1 (edited by colak 2006-06-05 09:39)

Topic: smart quotes

I just started a forum using punBB. Although I have registered here some time ago, this is my first real project using punBB.

Question: is there a way for PunBB to recognise smart quotes copied and pasted by other programs (ie word, pages, whatever). Our new forum seems to be attracting a lot of copy/pasters and as they do that smart quotes are inserted in the posts rendering the post non valid xhtml strict.

I realise that forums cannot be so 'strict' in xhtml validation but the problem with smart quotes is nevertheless there as they are not visible  by some browsers (replaced by questionmarks in ie mac... ok dead but still kicking for some users).

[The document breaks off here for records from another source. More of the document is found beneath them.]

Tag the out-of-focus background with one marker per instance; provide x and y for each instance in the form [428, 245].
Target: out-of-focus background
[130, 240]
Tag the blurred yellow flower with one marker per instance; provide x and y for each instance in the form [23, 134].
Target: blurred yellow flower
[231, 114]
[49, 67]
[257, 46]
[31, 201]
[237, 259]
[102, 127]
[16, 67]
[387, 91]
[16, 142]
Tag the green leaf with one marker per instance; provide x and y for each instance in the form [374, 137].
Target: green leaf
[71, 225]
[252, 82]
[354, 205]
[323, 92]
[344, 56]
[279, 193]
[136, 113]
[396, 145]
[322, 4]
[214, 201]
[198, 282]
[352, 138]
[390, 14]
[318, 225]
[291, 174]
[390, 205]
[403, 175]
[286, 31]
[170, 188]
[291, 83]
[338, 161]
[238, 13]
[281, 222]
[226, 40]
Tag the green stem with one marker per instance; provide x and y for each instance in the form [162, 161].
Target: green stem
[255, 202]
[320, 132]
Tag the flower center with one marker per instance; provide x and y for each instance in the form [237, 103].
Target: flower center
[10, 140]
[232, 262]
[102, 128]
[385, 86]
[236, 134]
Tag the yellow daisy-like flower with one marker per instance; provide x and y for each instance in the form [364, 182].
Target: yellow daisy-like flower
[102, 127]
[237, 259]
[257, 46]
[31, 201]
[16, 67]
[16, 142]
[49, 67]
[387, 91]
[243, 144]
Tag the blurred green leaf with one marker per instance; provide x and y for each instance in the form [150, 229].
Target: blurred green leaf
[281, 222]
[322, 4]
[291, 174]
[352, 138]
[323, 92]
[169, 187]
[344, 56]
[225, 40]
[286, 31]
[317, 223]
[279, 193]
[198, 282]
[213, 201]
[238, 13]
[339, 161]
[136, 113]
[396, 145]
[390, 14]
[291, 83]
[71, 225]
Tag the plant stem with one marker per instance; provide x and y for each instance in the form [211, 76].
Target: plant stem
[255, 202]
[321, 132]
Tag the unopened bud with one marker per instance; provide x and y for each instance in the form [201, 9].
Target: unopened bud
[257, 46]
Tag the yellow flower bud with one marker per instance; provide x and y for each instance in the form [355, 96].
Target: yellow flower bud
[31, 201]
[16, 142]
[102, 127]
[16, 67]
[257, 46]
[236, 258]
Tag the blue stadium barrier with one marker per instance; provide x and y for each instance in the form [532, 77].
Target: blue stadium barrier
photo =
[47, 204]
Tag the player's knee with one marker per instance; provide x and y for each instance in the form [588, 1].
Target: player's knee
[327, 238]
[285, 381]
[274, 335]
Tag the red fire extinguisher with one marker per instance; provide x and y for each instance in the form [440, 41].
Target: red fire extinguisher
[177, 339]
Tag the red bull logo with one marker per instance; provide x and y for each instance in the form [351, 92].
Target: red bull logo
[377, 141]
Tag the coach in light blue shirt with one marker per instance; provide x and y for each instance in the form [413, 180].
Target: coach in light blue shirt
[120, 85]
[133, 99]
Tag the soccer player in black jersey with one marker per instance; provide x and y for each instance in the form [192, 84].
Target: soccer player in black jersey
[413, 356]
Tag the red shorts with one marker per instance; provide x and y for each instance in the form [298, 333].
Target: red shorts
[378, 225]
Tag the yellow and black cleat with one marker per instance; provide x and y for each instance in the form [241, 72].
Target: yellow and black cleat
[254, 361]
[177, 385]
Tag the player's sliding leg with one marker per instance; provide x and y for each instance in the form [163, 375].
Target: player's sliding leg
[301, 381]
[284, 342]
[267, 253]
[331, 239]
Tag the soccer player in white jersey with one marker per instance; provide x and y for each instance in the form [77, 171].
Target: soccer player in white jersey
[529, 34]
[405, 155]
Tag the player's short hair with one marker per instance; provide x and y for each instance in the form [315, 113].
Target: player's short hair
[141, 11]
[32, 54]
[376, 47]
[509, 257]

For the sake of this post here are some smart quotes: ? and here is the validation page

2

Re: smart quotes

anyone?

Re: smart quotes

Hrmm, you could replace them by their HTML entity...

4

Re: smart quotes

Doesn't php have a function for dealing with special characters and doesn't PunBB have its own version of it. Wouldn't running the message returned by parser.php or even better the message being posted through that solve the problem? Maybe somebody else could comment on whether that works as a solution.

Re: smart quotes

I think the problem is with the browser not decently transmitting it, because indeed, PunBB uses htmlspecialchars();

6

Re: smart quotes

hi,
and thanks for your replies
well I could replace them with their html entity but not all users can. Shouldn't this be part of the punBB parsing? I do not believe the problem is with the browser as the browser transmits what exists in the fields at the time. If what exists there is a copy/paste from a text processing program that's what it is going to transmit. I believe the character not to be a utf-8 one. And that is where the problem is.

Having non valid xhtml is not a big thing in forums but it would be cool if a global solution were to be found for these non utf-8 characters.

7

Re: smart quotes

The difficulty we are having is that there is a php function being applied which is supposed to take care of it. Its trying to work out why it not doing its job which is the difficult thing. I don't see that the browser could be the problem since this character is supposed to be removed before it ever gets to the browser. I'm sure there is a simple answer to this, I just don't know what it is.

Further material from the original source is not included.